Fourth time’s the barleywine

Rick Bonino

Since Twelve String’s Terry Hackler is an IPA guy, it’s no surprise his first three anniversary beers all were imperial versions of the style – regular, black and red, respectively.

But for the brewery’s fourth birthday party Sunday, Hackler cooked up a big barleywine and aged it for six months in Woodinville Whiskey barrels.

“We have a couple of customers who have been bugging me about making a barleywine forever,” he says. “I’m not a big barleywine fan, but I thought, let’s do it and throw it in barrels.”

While it came in at “a nice, easy-drinking 11 percent,” he adds, “It’s remarkably smooth. It doesn’t taste like 11 percent.”

Sunday’s celebration from noon to 5 p.m., with complimentary catered sliders and snacks from O’Doherty’s BBQ, will be one of your few opportunities to taste it.

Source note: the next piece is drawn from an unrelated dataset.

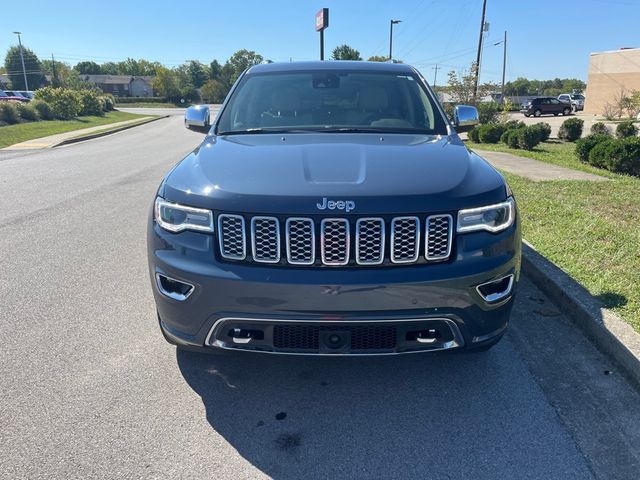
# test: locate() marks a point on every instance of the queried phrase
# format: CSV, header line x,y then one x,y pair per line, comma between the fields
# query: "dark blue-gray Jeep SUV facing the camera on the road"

Some of the four barrels’ worth will be sent to select accounts around the area through Click Distributing East, and the rest will be reserved for future events at the taproom.

Hackler expects it to continue to mature. “For a barleywine, six months isn’t very old,” he says.

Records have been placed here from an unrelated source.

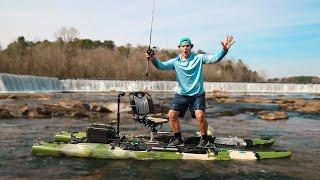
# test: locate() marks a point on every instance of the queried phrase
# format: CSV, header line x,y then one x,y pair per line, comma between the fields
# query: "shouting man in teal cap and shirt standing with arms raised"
x,y
191,94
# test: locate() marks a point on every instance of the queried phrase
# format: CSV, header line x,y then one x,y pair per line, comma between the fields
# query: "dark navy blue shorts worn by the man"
x,y
182,103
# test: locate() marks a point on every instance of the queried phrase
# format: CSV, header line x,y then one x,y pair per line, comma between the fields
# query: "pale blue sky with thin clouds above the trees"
x,y
276,38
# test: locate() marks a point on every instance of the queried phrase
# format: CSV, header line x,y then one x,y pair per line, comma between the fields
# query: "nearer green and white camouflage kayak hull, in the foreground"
x,y
109,151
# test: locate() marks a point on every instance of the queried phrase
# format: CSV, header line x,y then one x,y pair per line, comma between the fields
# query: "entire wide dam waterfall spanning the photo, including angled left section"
x,y
22,83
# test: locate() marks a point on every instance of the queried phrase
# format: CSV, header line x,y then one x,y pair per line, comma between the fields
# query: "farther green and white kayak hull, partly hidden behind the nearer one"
x,y
228,141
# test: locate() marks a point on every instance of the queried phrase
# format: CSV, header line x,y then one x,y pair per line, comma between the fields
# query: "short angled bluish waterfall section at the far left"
x,y
26,83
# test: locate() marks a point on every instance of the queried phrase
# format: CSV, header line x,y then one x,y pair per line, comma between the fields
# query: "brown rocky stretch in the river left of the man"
x,y
64,107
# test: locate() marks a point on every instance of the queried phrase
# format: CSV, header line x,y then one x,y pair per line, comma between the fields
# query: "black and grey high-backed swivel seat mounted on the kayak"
x,y
143,111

Twelve String has continued to mature as well over the past year. Since signing with Click in September, distribution has close to tripled, to around 80 kegs per week, with North Idaho added to the market.

One of the top sellers is Batch 201 IPA, originally released in March. “I completely rethought how to do an IPA,” says Hackler. “It was intended as an experiment, but when we tasted the first batch, we went, wow!” 

It’s full of fruity late-addition Citra, Amarillo and Simcoe, some of the hottest (and priciest) hops around. “I don’t know if I’m making any money on that beer, but it’s extremely popular,” Hackler says.

Along with draft distribution, he plans to begin bottling a few varieties in 22-ounce bombers, probably around mid-March.

And more beer will be going into barrels, something Hackler has pioneered locally. His latest acquisition is eight Cruzan rum barrels, which he says have “way better aroma than the last batch of rum barrels I got.”

He’ll be putting more imperial coconut porter in those, and variations on a golden strong ale, such as a mojito version with lime and mint.

All the activity has stretched Twelve String to the limit. New tanks have boosted production capacity to around 2,000 barrels per year, but there’s no room for more growth at the current location.

That’s why Hackler last summer bought an abandoned former Waste Management office building on Pines Road north of Sprague, about two miles away from the brewery. He’s started demolition work but that’s on hold now until spring, with replacing a collapsed roof the first priority.

The 4,000-square-foot space will house the taproom and eventually a kitchen, with a private event room and a large outside patio. An adjoining brewery of similar size will be built in stages depending on demand.

In the meantime, Hackler says, “We’ll just continue to do what we’re doing, throwing some crazy beers out there and dreaming up new beers to put in barrels.”